In politica interna Crispi completò l'adozione dei codici
sanitario e commerciale e riformò l'amministrazione della
giustizia.
Abbandonato dai propri alleati del Partito Radicale, Crispi
governò con l'appoggio della Destra fino a quando, il 31 gennaio
1891 un'incauta allusione ad un preteso atteggiamento servile
del partito conservatore nei confronti delle potenze straniere
portò alla caduta del suo governo.
Nel dicembre 1893 l'incapacità del governo Giolitti di
ristabilire l'ordine pubblico in Sicilia (i Fasci siciliani) e
in Lunigiana, ebbe come conseguenza la richiesta da parte
dell'opinione pubblica del ritorno al potere di Crispi.
Dopo aver riassunto l'incarico di Primo Ministro represse con
forza le insurrezioni, e appoggiò con decisione le energiche
misure correttive adottate dal Ministro delle Finanze Sonnino,
per salvare le finanze dello stato italiano, duramente scosse
dalla crisi del sistema bancario degli anni 1892-1893.
La risolutezza di Crispi nella repressione dei moti popolari, ed
il suo rifiuto sia di uscire dalla Triplice Alleanza che di
sconfessare il proprio ministro Sonnino, causarono una rottura
con il leader radicale Cavallotti, il quale lo attaccò con una
spietata campagna diffamatoria.
Ciononostante nelle elezioni generali del 1895 Crispi ottenne
una vastissima maggioranza, ma un anno dopo, la sconfitta
dell'esercito italiano ad Adua durante la prima guerra
Italo-Abissina provocò le sue dimissioni.

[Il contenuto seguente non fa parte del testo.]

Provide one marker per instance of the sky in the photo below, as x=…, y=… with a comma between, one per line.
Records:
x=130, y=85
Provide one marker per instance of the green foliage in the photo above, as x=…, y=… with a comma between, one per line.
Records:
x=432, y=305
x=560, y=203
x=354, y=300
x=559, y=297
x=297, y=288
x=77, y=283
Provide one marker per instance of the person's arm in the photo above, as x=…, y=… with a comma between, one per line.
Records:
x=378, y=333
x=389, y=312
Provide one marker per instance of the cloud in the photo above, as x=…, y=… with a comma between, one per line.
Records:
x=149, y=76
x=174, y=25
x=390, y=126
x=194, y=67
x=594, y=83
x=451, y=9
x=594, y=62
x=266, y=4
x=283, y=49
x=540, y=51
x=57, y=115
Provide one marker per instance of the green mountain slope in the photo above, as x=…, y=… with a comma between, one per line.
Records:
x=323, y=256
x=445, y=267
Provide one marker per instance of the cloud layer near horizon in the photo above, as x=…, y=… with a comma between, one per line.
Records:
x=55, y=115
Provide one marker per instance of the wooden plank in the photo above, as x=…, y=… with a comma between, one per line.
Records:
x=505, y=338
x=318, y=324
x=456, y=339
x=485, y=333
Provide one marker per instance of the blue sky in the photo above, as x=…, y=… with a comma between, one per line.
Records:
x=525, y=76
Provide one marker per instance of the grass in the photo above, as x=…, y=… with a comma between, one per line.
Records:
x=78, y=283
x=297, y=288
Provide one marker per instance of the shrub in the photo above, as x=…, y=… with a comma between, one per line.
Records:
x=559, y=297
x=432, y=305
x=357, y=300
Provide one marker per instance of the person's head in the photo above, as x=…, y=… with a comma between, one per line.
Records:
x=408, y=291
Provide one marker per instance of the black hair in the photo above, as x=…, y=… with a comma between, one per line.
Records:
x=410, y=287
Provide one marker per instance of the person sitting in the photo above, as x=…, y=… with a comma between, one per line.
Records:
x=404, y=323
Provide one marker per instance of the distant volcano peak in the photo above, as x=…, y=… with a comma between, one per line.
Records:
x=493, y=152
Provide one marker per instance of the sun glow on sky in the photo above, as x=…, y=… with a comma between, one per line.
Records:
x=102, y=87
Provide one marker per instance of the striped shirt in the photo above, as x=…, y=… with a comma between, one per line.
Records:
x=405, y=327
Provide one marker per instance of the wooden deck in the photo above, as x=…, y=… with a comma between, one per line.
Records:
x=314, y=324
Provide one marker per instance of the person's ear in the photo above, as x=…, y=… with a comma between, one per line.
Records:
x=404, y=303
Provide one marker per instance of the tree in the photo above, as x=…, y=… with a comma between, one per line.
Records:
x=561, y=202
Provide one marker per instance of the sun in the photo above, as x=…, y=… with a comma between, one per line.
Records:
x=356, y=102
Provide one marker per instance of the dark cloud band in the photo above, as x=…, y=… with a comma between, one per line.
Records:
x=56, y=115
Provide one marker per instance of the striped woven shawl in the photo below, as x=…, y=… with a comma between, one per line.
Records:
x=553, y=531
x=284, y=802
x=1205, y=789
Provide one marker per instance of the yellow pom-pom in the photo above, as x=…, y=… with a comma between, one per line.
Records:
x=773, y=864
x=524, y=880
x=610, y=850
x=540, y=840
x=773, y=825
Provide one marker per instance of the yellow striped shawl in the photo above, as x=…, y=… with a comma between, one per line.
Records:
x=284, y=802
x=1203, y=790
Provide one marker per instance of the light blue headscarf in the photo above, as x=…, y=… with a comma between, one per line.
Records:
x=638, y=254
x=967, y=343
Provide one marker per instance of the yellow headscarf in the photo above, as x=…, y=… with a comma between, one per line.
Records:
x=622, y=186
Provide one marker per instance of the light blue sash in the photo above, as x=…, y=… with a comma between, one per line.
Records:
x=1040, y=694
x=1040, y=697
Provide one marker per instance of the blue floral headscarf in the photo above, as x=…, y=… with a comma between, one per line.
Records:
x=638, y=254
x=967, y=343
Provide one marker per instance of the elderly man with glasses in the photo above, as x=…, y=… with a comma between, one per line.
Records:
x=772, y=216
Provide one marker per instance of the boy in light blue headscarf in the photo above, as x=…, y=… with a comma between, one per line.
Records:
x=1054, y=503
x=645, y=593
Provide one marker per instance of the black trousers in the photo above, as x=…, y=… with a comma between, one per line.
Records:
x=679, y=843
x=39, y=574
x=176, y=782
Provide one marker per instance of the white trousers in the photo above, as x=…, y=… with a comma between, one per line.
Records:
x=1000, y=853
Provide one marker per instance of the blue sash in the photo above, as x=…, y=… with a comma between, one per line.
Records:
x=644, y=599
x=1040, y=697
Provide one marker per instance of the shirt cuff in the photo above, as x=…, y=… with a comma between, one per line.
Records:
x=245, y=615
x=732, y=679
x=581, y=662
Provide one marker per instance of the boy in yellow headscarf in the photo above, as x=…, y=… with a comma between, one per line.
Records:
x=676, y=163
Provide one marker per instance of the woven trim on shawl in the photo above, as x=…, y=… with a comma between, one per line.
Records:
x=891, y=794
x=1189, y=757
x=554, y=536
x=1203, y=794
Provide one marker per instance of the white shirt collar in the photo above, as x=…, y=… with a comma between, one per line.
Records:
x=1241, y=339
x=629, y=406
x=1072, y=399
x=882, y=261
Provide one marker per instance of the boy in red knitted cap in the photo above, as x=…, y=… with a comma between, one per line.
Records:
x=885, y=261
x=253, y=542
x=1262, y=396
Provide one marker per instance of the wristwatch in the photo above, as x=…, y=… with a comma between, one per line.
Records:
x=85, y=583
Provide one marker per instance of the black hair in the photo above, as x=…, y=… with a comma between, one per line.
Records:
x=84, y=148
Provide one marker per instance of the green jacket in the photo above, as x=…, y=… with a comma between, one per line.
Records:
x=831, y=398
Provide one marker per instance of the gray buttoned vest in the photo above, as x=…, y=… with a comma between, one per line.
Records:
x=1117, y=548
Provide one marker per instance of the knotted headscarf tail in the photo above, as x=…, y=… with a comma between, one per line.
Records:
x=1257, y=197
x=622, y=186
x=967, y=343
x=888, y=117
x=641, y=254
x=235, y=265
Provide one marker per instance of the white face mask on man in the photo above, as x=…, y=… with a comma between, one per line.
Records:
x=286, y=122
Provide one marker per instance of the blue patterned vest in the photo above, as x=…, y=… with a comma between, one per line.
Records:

Il successivo governo Rudinì dette credito alle accuse di
Cavallotti, e, alla fine del 1897 la magistratura chiese alla
Camera l'autorizzazione a procedere contro Crispi con l'accusa
di appropriazione indebita.
Una commissione parlamentare incaricata di indagare sulle accuse
mossegli, stabilì soltanto che Crispi, nell'assumere l'incarico
di Primo Ministro nel 1893 aveva trovato il fondo di dotazione
dei servizi segreti privo di disponibilità, e quindi aveva preso
a prestito da una banca di stato la somma di 12.000 lire, da
restituirsi con rate mensili garantite dal Tesoro.
La commissione, considerando questa procedura irregolare,
propose alla Camera, che accettò, un voto di censura, ma si
rifiutò di autorizzare l'incriminazione.